His dull eyes watched Martin’s face.

“The chapel on the Black Moor must have a priest. There are people, my son, who would not pardon us if we left that altar unserved even for a day. Get you a mule and ride there. To-morrow I will send two pack mules with food and wine and new altar cloths and vestments. No cell of ours shall be served in niggardly fashion. And remember, my son, that it is part of our trust to serve all wayfarers with bread and wine, should they ask for bread and wine. Holy St. Florence so ordered it before she died. And there is the little hostelry where wayfarers may lodge themselves for the night. All these matters will be in your keeping.”

He groped in a gypsire that lay on the window seat.

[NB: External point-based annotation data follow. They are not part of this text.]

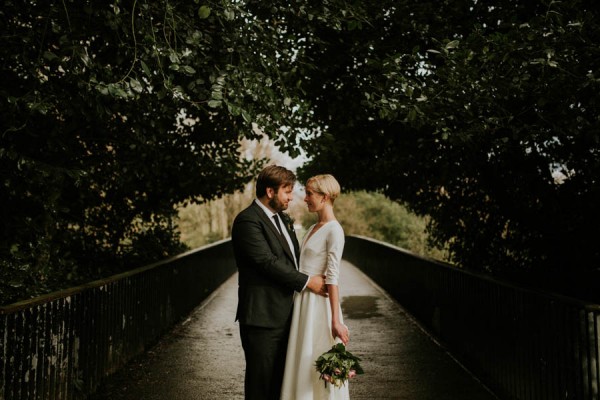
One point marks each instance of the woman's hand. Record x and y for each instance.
(341, 331)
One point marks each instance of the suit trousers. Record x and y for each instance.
(265, 350)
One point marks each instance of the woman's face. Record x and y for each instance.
(314, 200)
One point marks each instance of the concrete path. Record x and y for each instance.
(202, 357)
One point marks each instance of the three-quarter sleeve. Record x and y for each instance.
(334, 247)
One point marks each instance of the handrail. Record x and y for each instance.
(522, 343)
(62, 345)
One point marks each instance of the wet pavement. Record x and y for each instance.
(202, 358)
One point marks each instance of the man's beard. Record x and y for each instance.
(276, 205)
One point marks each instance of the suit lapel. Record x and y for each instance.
(282, 240)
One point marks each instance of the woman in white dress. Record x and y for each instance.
(317, 322)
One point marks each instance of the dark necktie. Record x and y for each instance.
(276, 218)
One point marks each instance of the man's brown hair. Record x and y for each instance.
(273, 177)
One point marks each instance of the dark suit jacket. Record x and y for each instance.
(267, 274)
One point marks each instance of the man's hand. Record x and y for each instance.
(316, 284)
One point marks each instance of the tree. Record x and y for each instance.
(113, 113)
(468, 115)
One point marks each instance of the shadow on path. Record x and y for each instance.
(202, 358)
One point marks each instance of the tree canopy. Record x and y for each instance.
(113, 113)
(482, 115)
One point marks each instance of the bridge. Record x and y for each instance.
(424, 329)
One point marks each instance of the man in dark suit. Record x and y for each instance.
(266, 252)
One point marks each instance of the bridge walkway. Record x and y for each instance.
(202, 358)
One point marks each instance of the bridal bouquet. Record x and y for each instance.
(338, 365)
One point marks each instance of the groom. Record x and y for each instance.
(266, 252)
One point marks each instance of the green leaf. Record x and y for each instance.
(204, 12)
(146, 69)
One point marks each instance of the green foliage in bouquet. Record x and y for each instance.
(338, 365)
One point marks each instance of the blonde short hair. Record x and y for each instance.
(324, 184)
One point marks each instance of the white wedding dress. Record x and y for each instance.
(310, 334)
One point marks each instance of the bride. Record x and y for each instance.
(317, 321)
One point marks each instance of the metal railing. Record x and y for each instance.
(61, 346)
(522, 344)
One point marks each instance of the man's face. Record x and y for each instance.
(280, 199)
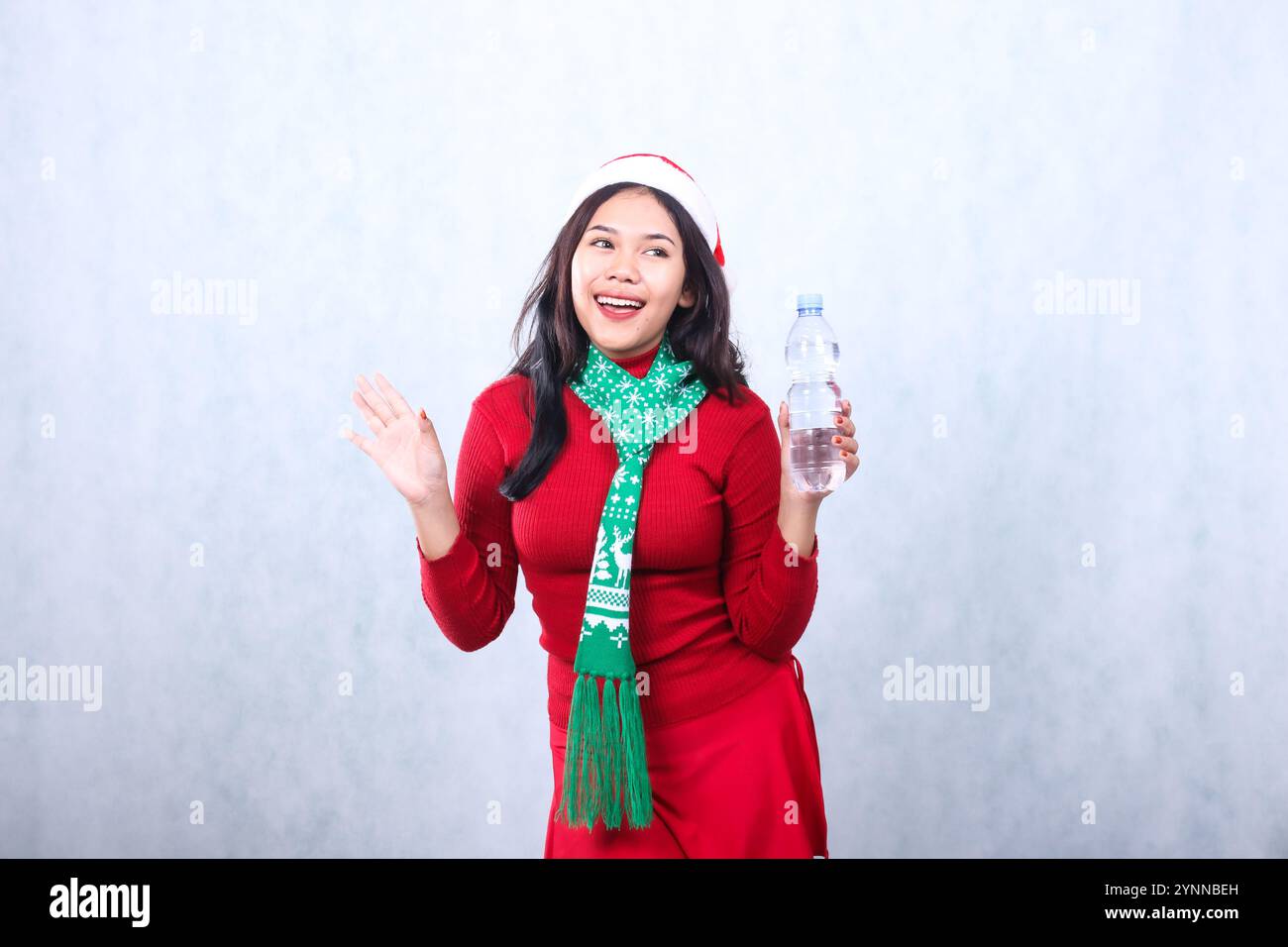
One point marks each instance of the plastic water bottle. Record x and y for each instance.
(814, 398)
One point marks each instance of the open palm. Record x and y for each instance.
(404, 446)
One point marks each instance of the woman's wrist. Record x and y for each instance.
(437, 526)
(797, 521)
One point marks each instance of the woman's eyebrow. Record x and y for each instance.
(647, 236)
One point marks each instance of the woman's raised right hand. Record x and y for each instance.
(406, 446)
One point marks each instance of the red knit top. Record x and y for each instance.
(717, 595)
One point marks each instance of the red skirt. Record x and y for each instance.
(743, 781)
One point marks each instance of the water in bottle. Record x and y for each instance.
(814, 398)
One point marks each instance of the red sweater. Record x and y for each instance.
(715, 602)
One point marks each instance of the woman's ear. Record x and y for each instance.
(688, 296)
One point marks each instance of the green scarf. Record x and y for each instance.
(605, 745)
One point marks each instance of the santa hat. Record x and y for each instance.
(664, 174)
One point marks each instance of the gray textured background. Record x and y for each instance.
(390, 180)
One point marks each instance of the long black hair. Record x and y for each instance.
(557, 346)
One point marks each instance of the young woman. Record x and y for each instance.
(625, 464)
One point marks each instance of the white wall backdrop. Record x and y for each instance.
(1083, 499)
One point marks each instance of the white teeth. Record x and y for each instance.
(616, 300)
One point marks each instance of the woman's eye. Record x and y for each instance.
(604, 240)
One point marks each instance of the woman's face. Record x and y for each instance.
(630, 249)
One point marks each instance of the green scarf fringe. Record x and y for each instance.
(605, 750)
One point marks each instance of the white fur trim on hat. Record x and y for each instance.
(656, 170)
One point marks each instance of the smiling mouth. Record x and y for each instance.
(618, 312)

“Here is the key of the chapel, Brother Martin. Now speed you, and bear my blessing.”

Martin kissed the ring on the old man’s hand, and went forth to take up his trust.

The Forest was the great lord of all those parts. From Gawdy Town, by the sea, to Merlin Water it stretched ten leagues or more, a green, rolling wilderness, very mysterious and very beautiful. There were castles, little towns and villages hidden in it, and a stranger might never have known of them but for the sound of their bells. In the north the Great Ridge bounded the Forest like a huge vallum, and on one of the chalk hills stood Troy Castle, its towers gray against the northern sky. Gawdy Town, where the Rondel river reached the sea, held itself in no small esteem. It was a free town, boasted its own mayor and jurats, appointed its own port reeve, sent out its own ships, and hoarded much rich merchandise in its storehouses and cellars.

The day had an April waywardness when Martin mounted his mule and set out for the Black Moor. Masses of cloud moved across the sky, some of them trailing rain showers from the edges, and letting in wet floods of sunlight when they had passed. The Forest was just breaking into leaf; the birch trees had clothed themselves; so had the hazels; the beeches were greener than the oaks, whose domes varied from yellow to bronze; the ash buds were still black, promising a good season. The wild cherries were in flower. The hollies glistened after the rain, and the warm, wet smell of the earth was the smell of spring.

Not till Martin reached Heron Hill did the Forest show itself to him in all its mystery. The Black Moor hung like a thunder-cloud ahead of him, splashed to the south with sunlight after the passing of a shower. He could see the sea, covered with purple shadows and patches of gold. Below him, and stretching for miles, the wet green of the woods lost itself in a blue gray haze, with the Rondel river a silver streak in the valleys. Here and there a wood of yews or firs made a blackness in the thick of the lighter foliage. Martin saw deer moving along the edge of Mogry Heath. Larks were in the air, and the green woodpecker laughed in the woods.